While you don’t have to talk about the trauma itself, it is important you have someone to share your feelings with face to face, someone who will listen attentively without judging you. Turn to a trusted family member, friend or counsellor.

Participate in social activities, even if you don’t feel like it. Do everyday things with other people, things that have nothing to do with the traumatic experience.

Join a support group for trauma survivors. Being with others who are facing the same problems can help reduce your sense of isolation and hearing how others cope can help inspire you in your own recovery.

Volunteering can be a great way to challenge the sense of helplessness that often accompanies trauma. Remind yourself of your strengths and reclaim your sense of power by helping others.

Take a class or join a club to meet new people with similar interests.


Tip 3: Self-regulate your nervous system
No matter how agitated, anxious, or out of control you feel, it’s important to know that you can change your arousal system and calm yourself.

If you are feeling disoriented, confused, or upset, a quick way to calm yourself is through mindful breathing. Simply take 60 breaths, focusing your attention on each out breath.

Sensory input. Does a specific sight, smell or taste quickly make you feel calm? Or maybe petting an animal or listening to music works to quickly soothe you? Everyone responds to sensory input a little differently, so experiment to find what works best for you.

Staying grounded. To feel in the present and more grounded, sit on a chair. Feel your feet on the ground and your back against the chair. Look around you and pick six objects that have red or blue in them. Notice how your breathing gets deeper and calmer.

Allow yourself to feel what you feel when you feel it. Acknowledge your feelings about the trauma as they arise and accept them.

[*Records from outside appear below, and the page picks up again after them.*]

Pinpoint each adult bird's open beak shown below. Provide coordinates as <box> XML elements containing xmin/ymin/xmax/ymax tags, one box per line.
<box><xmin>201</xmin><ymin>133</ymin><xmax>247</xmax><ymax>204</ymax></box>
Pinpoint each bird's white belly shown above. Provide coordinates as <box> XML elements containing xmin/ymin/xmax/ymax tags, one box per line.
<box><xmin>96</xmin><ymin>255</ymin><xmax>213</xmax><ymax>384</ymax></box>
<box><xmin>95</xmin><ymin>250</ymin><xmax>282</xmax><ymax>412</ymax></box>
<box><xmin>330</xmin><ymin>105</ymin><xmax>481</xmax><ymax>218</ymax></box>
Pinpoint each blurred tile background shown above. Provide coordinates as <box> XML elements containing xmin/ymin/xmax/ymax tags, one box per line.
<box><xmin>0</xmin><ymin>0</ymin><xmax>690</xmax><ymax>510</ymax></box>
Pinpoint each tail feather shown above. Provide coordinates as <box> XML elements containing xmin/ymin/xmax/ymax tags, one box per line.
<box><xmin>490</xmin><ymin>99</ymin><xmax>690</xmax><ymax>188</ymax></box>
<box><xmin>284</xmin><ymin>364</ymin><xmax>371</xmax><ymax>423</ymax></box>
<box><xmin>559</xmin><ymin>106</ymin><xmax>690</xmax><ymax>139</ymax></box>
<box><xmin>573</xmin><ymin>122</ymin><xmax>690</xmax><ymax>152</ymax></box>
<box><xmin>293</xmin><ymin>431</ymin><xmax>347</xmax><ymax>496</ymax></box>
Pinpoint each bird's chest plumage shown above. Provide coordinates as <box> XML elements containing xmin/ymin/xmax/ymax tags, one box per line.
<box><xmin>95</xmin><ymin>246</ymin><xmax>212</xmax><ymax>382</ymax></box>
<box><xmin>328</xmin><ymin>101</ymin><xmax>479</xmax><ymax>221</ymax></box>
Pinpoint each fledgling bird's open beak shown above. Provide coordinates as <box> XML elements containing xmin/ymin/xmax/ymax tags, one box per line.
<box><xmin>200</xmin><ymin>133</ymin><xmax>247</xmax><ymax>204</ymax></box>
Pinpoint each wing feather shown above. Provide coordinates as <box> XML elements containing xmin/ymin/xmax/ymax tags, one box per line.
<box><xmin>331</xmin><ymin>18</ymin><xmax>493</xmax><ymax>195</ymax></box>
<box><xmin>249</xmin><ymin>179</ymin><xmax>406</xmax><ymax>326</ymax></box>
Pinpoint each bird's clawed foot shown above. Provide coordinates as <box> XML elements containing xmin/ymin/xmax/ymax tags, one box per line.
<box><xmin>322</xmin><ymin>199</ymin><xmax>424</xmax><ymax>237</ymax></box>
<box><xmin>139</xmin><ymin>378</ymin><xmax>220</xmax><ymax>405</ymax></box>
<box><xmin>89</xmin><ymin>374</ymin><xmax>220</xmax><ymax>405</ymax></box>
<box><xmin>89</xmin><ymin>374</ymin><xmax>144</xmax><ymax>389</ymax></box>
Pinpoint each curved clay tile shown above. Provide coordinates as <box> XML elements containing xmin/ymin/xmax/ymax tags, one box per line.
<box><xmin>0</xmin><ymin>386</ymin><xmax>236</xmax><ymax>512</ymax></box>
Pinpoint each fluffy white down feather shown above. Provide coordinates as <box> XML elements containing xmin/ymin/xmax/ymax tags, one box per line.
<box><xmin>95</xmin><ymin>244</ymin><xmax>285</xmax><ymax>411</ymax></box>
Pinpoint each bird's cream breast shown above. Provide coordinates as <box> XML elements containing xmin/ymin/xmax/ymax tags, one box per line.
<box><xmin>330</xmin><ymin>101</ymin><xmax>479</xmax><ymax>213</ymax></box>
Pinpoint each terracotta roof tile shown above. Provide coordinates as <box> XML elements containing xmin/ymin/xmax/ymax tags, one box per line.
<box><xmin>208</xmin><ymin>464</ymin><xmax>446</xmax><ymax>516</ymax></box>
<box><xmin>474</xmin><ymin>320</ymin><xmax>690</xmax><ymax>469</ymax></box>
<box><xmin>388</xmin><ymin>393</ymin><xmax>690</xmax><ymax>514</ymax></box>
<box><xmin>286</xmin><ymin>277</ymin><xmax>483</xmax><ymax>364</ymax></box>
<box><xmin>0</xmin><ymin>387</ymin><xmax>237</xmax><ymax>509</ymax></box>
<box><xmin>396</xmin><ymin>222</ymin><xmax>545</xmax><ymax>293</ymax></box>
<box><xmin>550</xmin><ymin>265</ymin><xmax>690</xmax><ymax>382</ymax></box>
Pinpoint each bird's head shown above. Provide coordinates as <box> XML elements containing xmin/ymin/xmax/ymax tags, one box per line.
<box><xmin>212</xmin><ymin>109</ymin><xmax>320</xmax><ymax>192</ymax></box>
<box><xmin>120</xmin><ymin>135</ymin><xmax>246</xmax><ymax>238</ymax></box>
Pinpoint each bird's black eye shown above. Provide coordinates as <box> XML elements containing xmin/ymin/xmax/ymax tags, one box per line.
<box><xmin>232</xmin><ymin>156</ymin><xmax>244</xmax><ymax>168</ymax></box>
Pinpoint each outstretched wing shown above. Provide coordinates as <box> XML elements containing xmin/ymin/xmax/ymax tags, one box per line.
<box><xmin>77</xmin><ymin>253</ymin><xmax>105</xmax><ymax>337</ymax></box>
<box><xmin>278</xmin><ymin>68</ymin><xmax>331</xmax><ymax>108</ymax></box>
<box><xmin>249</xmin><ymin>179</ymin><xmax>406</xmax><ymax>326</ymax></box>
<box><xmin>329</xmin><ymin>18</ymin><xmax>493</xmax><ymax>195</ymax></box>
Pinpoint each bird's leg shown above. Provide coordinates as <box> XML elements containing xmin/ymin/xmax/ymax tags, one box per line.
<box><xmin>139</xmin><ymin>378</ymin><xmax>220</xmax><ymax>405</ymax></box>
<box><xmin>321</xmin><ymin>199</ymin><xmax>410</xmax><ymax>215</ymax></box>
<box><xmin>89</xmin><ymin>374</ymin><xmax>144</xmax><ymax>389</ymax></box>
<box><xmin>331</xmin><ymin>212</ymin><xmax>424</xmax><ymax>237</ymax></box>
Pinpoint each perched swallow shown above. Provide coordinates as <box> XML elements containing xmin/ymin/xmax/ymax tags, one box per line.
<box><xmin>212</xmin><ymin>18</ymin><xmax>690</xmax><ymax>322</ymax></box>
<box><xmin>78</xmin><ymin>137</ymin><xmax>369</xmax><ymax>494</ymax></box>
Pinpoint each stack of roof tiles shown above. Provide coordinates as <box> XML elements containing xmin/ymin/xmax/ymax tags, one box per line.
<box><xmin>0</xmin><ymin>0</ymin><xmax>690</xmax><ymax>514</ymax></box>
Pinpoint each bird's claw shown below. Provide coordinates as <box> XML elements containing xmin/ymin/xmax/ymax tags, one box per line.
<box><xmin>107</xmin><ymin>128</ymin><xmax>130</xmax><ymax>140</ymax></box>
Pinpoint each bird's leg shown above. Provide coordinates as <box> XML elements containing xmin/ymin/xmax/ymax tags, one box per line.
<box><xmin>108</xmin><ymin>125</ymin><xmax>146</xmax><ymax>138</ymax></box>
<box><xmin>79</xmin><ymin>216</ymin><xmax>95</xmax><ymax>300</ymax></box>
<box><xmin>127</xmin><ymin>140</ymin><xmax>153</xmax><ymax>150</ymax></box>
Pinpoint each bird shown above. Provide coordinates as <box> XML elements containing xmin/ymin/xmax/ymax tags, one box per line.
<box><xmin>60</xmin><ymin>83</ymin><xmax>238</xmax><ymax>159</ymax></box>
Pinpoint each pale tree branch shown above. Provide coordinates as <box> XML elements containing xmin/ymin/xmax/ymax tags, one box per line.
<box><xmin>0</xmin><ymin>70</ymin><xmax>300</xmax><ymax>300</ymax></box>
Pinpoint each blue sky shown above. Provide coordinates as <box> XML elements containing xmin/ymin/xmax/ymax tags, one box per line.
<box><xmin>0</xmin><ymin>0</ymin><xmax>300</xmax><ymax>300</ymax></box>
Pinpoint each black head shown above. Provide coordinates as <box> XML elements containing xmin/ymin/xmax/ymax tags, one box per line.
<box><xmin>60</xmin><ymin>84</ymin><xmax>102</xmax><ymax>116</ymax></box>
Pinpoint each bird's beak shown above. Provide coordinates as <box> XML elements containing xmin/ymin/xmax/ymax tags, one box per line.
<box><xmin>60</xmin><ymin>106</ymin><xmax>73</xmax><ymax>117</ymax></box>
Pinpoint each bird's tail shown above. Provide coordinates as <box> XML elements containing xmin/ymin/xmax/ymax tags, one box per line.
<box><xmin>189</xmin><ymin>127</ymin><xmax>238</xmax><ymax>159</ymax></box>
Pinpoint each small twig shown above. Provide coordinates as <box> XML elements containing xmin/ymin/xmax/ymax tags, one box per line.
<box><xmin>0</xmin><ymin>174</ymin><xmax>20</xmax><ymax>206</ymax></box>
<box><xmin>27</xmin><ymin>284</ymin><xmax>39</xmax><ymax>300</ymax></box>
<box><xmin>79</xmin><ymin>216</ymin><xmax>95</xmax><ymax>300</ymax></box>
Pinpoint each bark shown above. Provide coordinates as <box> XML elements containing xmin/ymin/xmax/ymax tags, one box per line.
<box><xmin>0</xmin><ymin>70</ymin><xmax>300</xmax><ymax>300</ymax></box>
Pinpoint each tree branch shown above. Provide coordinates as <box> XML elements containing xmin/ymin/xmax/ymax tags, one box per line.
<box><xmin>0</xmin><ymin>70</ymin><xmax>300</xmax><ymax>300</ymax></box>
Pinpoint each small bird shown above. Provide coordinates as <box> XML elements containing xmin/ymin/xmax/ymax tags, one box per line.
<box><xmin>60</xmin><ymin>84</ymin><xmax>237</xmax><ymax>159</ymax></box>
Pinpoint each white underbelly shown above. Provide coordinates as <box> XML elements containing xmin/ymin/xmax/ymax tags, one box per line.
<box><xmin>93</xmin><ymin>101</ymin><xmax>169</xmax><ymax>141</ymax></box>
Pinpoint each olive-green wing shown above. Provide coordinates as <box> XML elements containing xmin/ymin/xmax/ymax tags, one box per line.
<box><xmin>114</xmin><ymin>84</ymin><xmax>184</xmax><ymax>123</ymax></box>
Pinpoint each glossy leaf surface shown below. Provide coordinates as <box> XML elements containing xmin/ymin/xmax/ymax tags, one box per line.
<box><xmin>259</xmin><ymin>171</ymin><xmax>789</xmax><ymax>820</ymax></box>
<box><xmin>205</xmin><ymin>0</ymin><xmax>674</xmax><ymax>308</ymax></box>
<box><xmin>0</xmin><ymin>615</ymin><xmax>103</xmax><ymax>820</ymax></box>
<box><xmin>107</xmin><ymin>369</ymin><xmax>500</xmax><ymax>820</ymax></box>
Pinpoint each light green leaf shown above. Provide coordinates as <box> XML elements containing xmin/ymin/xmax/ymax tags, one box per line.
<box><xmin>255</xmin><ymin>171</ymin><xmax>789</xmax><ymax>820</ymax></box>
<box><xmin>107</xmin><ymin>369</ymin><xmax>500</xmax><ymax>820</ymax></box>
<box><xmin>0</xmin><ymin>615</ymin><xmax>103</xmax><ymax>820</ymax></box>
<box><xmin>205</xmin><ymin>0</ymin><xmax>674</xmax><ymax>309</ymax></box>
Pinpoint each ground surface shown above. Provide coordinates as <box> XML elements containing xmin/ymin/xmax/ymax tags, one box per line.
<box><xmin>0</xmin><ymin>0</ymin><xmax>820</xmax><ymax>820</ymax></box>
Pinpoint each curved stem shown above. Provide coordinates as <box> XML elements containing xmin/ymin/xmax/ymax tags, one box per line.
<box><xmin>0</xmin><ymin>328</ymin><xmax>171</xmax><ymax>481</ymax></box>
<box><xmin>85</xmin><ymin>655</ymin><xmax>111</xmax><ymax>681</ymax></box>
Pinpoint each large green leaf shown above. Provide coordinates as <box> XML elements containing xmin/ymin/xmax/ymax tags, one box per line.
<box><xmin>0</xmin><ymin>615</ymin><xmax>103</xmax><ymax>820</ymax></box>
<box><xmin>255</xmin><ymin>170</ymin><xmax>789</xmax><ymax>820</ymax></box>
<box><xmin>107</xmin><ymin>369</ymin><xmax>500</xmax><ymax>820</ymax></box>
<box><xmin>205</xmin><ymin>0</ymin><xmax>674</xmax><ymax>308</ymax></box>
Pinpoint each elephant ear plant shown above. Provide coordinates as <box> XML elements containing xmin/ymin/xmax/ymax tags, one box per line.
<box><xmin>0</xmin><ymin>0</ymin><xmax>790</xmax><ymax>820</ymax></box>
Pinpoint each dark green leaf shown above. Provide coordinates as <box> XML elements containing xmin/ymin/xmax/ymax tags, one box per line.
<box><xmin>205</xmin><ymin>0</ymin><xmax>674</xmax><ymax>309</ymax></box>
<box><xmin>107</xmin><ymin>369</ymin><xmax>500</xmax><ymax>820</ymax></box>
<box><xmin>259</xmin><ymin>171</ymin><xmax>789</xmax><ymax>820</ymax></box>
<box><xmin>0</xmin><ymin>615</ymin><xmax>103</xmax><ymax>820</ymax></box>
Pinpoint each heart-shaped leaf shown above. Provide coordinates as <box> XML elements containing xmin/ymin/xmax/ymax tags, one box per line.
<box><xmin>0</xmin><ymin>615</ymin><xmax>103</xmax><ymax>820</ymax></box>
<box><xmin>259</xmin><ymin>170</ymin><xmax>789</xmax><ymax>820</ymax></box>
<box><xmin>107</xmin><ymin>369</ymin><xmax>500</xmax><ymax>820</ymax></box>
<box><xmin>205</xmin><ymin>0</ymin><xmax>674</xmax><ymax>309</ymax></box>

Tip 4: Take care of your health
Having a healthy body can increase your ability to cope with the stress of trauma. Get plenty of sleep. After a traumatic experience, worry or fear may disturb your sleep patterns and a lack of quality sleep can exacerbate your trauma symptoms making it harder to maintain your emotional balance. Go to sleep and get up at the same time each day and aim for 7 to 9 hours of sleep each night.

Alcohol and drugs can worsen your trauma symptoms and increase feelings of depression, anxiety, and isolation.

Eating small, well-balanced meals throughout the day will help you keep your energy up and minimise mood swings.

Try relaxation techniques such as meditation, yoga, or deep breathing exercises. Schedule time for activities that bring you joy such as favourite hobbies.

Healing from trauma takes time. Be patient with the pace of recovery and remember that everyone’s response to trauma is different.